Yes, Blair had rejected me but accepted Jamie. Unfortunately, that wasn't exactly the answer she gave the both of us last month. She just said, "Can I go on respective dates with each of you?" And then Jamie let me went first.


I just did not know the date determined whom she was going to accept... What shocked me was the fact that Blair did not tell me Jamie confessed on the same day as I did too. However thinking back now, maybe it was my entire fault. I never really gave her a chance to talk first; I just barged into her house and confessed.
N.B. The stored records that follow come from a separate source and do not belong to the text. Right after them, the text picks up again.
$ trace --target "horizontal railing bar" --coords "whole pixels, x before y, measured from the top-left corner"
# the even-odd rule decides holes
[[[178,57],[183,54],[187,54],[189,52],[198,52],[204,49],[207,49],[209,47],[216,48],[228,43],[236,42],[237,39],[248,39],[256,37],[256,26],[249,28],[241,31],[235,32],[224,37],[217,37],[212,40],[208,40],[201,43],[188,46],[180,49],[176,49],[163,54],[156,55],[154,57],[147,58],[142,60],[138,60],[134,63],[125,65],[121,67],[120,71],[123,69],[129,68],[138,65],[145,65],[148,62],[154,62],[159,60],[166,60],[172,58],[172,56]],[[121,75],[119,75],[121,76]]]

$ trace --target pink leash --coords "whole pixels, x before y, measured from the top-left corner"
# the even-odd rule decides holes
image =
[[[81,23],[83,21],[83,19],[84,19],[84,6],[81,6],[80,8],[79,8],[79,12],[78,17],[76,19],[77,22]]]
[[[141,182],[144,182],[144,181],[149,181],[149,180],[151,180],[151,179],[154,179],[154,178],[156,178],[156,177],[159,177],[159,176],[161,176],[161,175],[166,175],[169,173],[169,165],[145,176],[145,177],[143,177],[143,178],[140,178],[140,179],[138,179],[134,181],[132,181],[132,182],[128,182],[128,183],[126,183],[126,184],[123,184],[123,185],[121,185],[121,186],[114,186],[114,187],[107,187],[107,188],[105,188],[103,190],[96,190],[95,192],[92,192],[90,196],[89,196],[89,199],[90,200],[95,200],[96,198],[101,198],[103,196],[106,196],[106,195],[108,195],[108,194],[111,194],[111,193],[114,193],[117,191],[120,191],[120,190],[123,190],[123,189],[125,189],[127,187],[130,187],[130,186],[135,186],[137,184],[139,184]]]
I should have waited, if I had waited and heard that Jamie had given her such a heartwarming confession, I would have seen that she was touched and she was considering to finally accepting my cousin. Then maybe things would not be so complicated between my cousin and I.


Don't get me wrong, Jamie and I, we were still on good terms, he just didn't appreciate it whenever Blair and I got close – forgetting the damn fact that I was her seat partner for the school year...


"So buddy, how does it feel?" Sebastian suddenly asked as he sat up from his bed. I turned his desk chair away from his window and looked at him confusingly. What the hell was he talking about?


"What?"


"Dude, among the four of us, you're the only bachelor now. How does that feel?" Sebastian smirked proudly and I rolled my eyes.


"Well Mister Asher if you must know, it feels lonely at times but there are perks to it. Like say, girls can come flirting with me all the time and I have nobody to assure nothing is wrong." I replied to my buddy like he was interviewing me, and Sebastian just fell back onto his back.


"It just never dawned on me that you're actually capable of doing what your best friend did to you years ago." Sebastian said as a matter-of-factly and I glanced at him while pondering.


Did I fall for my best friend like she did to me? I only confessed to her because of two reasons. One being that I thought she still liked me, and the other being I thought I liked her. Sometimes I got very confused with myself too. For example when I saw Blair cozying up with Jamie, I could not continue looking at them. Yet when I saw them holding hands while walking home, I felt nothing... Was this just an infatuation or was this just my subconscious trying to make use of Blair to completely forget about Ally? I honestly did not know because I was sure I had no more feelings for Ally. Then again, Ally and I were together for such a long time, I could not possibly take merely less than a year to forget about her could I?